Algo que poderia trazer alívio para o setor é a mudança de regras na comunicação entre máquinas. A promessa de um Plano Nacional de Internet das Coisas do governo, contudo, ainda não foi concretizada – a minuta do decreto está na Casa Civil há meses. Tampouco a sugestão de isenção da cobrança do Fistel para IoT, que traria impacto grande justamente para as MVNOs que sobrevivem dos acessos M2M. Além dessas questões, há ainda um debate na própria Anatel em relação à definição das prestadoras de pequeno porte (PPP): no novo Plano Geral de Metas de Competição (PGMC) se trata de operadoras com menos de 5% de participação no mercado, mas o que ainda está valendo é a resolução 575 da agência, que define as PPPs como operações de até 50 mil acessos em serviço. Isso afeta no cumprimento de obrigações para as teles virtuais, e a eventual alteração só é prevista para o segundo semestre de 2019.

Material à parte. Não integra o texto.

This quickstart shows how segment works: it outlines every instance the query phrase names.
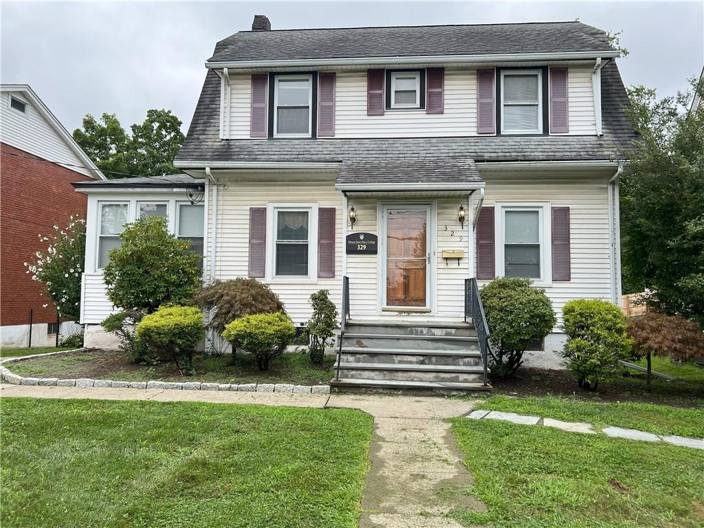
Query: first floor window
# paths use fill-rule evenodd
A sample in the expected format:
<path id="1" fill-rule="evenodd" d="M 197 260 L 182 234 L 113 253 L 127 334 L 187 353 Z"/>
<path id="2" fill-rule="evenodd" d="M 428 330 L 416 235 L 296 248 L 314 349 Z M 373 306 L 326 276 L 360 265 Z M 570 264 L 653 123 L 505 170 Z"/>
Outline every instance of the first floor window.
<path id="1" fill-rule="evenodd" d="M 312 86 L 310 75 L 276 77 L 274 135 L 310 135 Z"/>
<path id="2" fill-rule="evenodd" d="M 308 210 L 275 211 L 275 275 L 308 276 L 309 222 Z"/>
<path id="3" fill-rule="evenodd" d="M 177 236 L 188 242 L 189 247 L 201 256 L 203 256 L 203 213 L 202 205 L 180 203 L 178 206 L 178 229 Z M 203 269 L 203 259 L 199 267 Z"/>
<path id="4" fill-rule="evenodd" d="M 506 277 L 541 278 L 542 230 L 539 209 L 505 209 L 503 262 Z"/>
<path id="5" fill-rule="evenodd" d="M 101 203 L 100 225 L 98 241 L 98 268 L 102 268 L 109 260 L 110 250 L 119 248 L 120 234 L 127 222 L 128 204 Z"/>
<path id="6" fill-rule="evenodd" d="M 501 132 L 542 132 L 542 90 L 538 70 L 501 72 Z"/>

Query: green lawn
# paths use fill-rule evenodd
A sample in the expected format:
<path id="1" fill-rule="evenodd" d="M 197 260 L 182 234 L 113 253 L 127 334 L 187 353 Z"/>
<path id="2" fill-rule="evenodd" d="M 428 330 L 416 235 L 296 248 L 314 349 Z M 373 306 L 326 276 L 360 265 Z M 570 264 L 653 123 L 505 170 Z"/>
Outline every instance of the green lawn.
<path id="1" fill-rule="evenodd" d="M 704 408 L 683 409 L 650 403 L 595 403 L 568 398 L 497 396 L 477 408 L 533 415 L 566 422 L 588 422 L 598 428 L 617 425 L 656 434 L 704 438 Z"/>
<path id="2" fill-rule="evenodd" d="M 357 526 L 372 422 L 360 411 L 1 405 L 4 527 Z"/>
<path id="3" fill-rule="evenodd" d="M 70 350 L 73 346 L 45 346 L 34 348 L 0 348 L 0 358 L 19 358 L 22 356 L 32 354 L 46 354 L 48 352 L 58 352 L 62 350 Z"/>
<path id="4" fill-rule="evenodd" d="M 491 398 L 481 408 L 509 410 L 508 400 Z M 604 408 L 595 409 L 597 405 Z M 667 418 L 654 428 L 670 432 L 696 430 L 697 420 L 704 427 L 698 411 L 676 410 L 673 415 L 655 406 L 533 398 L 517 401 L 510 410 L 627 427 L 642 425 L 646 416 Z M 704 451 L 494 420 L 451 422 L 475 479 L 467 491 L 488 508 L 486 513 L 453 512 L 463 523 L 494 528 L 704 526 Z"/>
<path id="5" fill-rule="evenodd" d="M 181 375 L 173 363 L 153 366 L 135 365 L 120 352 L 89 351 L 27 360 L 12 364 L 10 370 L 20 376 L 33 377 L 310 385 L 327 384 L 332 377 L 334 361 L 334 356 L 326 356 L 322 366 L 318 366 L 310 363 L 307 354 L 287 353 L 272 360 L 269 370 L 260 372 L 251 355 L 239 355 L 233 360 L 230 354 L 198 354 L 194 358 L 196 374 L 187 377 Z"/>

Há ainda a Consulta Pública nº 31 sobre Internet das Coisas, atualmente em andamento na Anatel. Nela, a agência reconhece as dificuldades da regulação para MVNOs: "No caso do Autorizado de SMP por meio de Rede Virtual, são imputados ao prestador todas as obrigações de qualidade e aspectos consumeristas previstas na regulamentação (como obrigações de coletas de indicadores de qualidade, exigências de manutenção de centrais de atendimento, transparência na oferta, regras de contratação e cancelamento, entre outras), o que, em alguns casos, poderia dificultar a oferta da respectiva aplicação IoT. Por outro lado, no modelo de Credenciado em Rede virtual, há outras restrições (como a necessidade de vinculação com apenas um prestador origem, ou MNO), que podem não fazer sentido em alguns modelos de comunicação máquina-a-máquina". Entre as alternativas sugeridas estão a flexibilização das regras de exploração de IoT para as operadoras virtuais, dando ao credenciado a possibilidade de se vincular a mais de uma prestadora, ou excluir "certas obrigações" como as de qualidade ou consumeristas para as MVNOs quando envolver IoT. A consulta da agência foi iniciada no dia 11 de setembro e ficará aberta até o dia 12 próximo. No caso da Porto Seguro, a operação tinha mais de 700 mil acessos, o que a coloca acima do patamar de PPP atual. Contudo, isso representa 0,31% de participação do mercado de SMP, o que a colocaria como pequeno porte no novo PGMC e a beneficiaria com menos obrigações.
Existe ainda um fantasma para esse segmento do mercado: o roaming internacional. A própria coleta de subsídios da Anatel aborda o tema, que naturalmente é caro para MVNOs como a Datora. Por outro lado, operadoras internacionais interessadas no mercado de IoT, como a AT&T e a própria Vodafone, com a qual a Datora tem parceria, tentam convencer a agência a permitir o modelo.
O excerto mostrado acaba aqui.